WT: Can you tell me about the Safe Water Phase Two program, it's called “A viable future for safe water businesses”?
Renfer: Safe Water was a big project from the Swiss corporation, it works in Asia mostly. I was not around at the time it was put in place, but I can tell you that one of the goals was to see if there were ways to create social business out of technologies that create safe water. There was one in Cambodia, there is still one in India that provides safe water to communities. The way it's done with Wata, is the water is disinfected on site, then there it is delivered to people, it's for the lowest fringe of the population.
WT: I was fascinated with the idea that the Antenna Foundation does micro-banking. Can you explain how and where Antenna Foundation does micro-banking?
Renfer: Micro banking was especially in India. I am not super familiar with it, I know it was made for women, to empower women. They must have training and come up with a plan of what they will do with the micro-credit, and then I think there is some kind of community way to deal with the credit, I can get you more information on this.

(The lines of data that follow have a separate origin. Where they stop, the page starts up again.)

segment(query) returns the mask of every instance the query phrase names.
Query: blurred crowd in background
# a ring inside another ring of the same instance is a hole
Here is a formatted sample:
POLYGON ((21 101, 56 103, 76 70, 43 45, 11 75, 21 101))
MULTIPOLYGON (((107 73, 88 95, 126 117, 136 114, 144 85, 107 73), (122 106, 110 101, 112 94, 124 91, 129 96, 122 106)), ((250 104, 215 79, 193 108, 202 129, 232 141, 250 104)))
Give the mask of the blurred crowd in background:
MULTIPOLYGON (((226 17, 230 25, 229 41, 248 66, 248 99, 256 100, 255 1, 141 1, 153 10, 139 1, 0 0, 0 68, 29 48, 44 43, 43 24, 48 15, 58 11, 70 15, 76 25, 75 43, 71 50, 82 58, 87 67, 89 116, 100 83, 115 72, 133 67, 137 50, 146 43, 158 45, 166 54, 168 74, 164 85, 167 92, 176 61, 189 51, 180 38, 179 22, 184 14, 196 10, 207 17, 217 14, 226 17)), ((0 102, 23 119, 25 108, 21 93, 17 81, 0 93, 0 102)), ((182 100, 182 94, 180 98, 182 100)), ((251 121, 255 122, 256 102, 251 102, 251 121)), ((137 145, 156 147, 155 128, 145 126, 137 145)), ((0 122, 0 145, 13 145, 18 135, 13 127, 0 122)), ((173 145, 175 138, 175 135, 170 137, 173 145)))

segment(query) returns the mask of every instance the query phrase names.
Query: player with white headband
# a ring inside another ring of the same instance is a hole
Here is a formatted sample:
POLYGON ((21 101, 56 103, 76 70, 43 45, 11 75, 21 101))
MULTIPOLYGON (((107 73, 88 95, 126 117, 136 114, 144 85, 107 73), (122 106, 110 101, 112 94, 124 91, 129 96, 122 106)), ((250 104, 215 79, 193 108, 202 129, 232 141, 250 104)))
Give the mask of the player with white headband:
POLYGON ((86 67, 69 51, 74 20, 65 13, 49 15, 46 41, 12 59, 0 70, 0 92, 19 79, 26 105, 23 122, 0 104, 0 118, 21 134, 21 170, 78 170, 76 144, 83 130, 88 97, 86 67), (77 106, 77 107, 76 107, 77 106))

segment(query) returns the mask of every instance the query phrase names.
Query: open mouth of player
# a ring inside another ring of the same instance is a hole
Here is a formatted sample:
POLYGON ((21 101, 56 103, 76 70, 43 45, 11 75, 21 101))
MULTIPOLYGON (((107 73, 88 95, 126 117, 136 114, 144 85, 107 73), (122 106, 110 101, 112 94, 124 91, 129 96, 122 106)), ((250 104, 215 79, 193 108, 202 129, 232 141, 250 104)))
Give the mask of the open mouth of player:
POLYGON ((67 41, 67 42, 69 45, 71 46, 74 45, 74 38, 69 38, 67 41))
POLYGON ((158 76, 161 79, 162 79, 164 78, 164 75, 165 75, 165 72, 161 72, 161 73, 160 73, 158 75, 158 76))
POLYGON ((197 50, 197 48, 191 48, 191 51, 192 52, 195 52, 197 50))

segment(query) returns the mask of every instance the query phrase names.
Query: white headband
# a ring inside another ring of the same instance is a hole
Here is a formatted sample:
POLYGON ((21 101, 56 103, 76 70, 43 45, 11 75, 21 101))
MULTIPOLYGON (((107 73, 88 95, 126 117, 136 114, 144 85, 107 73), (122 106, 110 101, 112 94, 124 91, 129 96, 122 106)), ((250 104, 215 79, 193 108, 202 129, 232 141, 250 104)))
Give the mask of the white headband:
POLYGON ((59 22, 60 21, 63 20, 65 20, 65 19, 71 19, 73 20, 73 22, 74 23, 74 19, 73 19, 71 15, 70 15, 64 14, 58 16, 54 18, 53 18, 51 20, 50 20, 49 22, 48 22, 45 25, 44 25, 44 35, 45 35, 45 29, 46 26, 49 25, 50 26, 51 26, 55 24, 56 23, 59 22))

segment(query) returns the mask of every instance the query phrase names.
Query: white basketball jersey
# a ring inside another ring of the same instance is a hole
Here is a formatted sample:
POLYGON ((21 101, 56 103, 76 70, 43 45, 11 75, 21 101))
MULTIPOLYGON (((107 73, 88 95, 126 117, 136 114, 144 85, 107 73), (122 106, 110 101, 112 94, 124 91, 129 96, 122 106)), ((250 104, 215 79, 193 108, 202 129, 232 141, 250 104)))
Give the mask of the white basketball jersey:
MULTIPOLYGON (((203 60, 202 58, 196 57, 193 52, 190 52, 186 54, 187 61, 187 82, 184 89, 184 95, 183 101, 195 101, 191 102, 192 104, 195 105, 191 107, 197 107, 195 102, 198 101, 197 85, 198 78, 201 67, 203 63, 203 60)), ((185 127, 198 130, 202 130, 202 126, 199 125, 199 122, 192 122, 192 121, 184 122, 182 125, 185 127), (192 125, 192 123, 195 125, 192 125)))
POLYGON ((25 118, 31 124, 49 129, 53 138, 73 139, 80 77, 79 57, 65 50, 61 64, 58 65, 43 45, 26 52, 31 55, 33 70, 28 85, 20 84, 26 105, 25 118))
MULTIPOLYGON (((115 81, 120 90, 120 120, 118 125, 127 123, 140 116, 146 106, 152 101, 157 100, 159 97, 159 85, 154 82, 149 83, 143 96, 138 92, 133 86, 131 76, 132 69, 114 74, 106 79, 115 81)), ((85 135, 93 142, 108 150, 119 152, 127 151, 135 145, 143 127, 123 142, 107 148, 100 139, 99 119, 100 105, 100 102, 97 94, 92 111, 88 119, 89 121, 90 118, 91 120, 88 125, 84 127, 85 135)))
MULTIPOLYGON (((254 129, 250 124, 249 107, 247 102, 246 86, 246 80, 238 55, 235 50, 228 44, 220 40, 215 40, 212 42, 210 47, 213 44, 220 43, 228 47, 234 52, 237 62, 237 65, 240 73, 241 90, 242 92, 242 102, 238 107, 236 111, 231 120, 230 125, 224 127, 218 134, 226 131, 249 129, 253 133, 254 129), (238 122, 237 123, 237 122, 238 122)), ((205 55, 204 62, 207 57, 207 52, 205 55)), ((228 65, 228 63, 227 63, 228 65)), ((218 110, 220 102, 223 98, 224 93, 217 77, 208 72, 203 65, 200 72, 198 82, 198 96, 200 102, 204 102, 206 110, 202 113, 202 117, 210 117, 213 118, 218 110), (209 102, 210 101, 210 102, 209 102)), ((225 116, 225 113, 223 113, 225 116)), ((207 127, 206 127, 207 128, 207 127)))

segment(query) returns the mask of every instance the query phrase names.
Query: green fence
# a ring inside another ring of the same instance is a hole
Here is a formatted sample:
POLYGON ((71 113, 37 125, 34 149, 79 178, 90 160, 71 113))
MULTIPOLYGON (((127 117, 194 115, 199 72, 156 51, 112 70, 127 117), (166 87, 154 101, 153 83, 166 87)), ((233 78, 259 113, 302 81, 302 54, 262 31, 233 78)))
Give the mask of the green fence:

WT: Does Antenna take public donations? If a Canadian is looking at this interview with you, can they go to your website and donate for the Wata system or micro banking?
Renfer: Sure, sure. We usually for donors for specific projects. There are also more general donations, other donations can be taken for our general work. The only thing is, Antenna Foundation does not provide grants, we usually fund our project and the set up. There are different kinds of foundations, many of them allow grants, it that's not the case with us.
WT: Ok, we will stop the interview there, thank you Manon.